DBA Training Plan 4: Checking for Corruption

Last Updated August 13, 2019

You would think that when SQL Server writes your data to disk, it’s totally safe.

Forever.

You would be wrong. It’s almost like there are gremlins out to get you, purposely trying to trash your data. In the really old days, it was problems with magnetic hard drives. Later, it was buggy shared storage arrays. Today, it’s the cloud, where your storage is 99.971H!7 LOST CARRIER

That was an old joke. You probably won’t get that.

First, get alerted when SQL Server finds corruption.

By default, if SQL Server reads a corrupt page from disk, it logs a message, and then keeps right on going. It doesn’t email you, doesn’t show up with a red icon in SSMS, or tell you anything about the impending doom. Let’s get that fixed.

Here’s what you need to do:

Configure Database Mail so it can send you alerts when all hell breaks loose
Set up an operator so SQL Server knows who to email – ideally, this is a distribution list
Set up Agent alerts so SQL Server emails you whenever it detects corruption

Second, get SQL Server to proactively check for corruption.
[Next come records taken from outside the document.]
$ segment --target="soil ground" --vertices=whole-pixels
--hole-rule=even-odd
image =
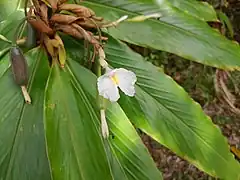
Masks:
[[[240,42],[240,1],[239,0],[209,0],[215,8],[222,9],[232,22],[234,29],[233,40]],[[228,3],[227,7],[224,4]],[[138,50],[139,51],[139,50]],[[190,62],[172,54],[144,50],[146,59],[172,76],[192,98],[200,103],[204,111],[218,125],[227,137],[231,147],[240,147],[240,116],[221,97],[217,96],[214,84],[215,68]],[[233,85],[226,84],[235,98],[234,106],[240,106],[240,72],[231,73]],[[197,82],[197,84],[196,84]],[[234,90],[235,89],[235,90]],[[236,90],[237,89],[237,90]],[[146,135],[142,139],[153,156],[165,180],[211,180],[215,179],[201,172],[187,161],[176,156],[167,148],[159,145]],[[237,158],[237,156],[235,155]]]

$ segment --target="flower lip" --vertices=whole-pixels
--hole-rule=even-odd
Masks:
[[[135,95],[136,75],[124,68],[107,69],[106,74],[98,78],[98,91],[101,96],[112,102],[120,98],[118,87],[128,96]]]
By default, when SQL Server backs up your databases, it happily backs up corrupt data without throwing an error message, either. We need it to start checking the checksums on each page to make sure they’re actually valid. Wherever you configured your backups – whether it’s maintenance plans, Ola’s scripts, or a third party tool – look for the option to check the checksums on backup. In most cases, it won’t take a noticeable amount more time, and besides, you need the peace of mind anyway.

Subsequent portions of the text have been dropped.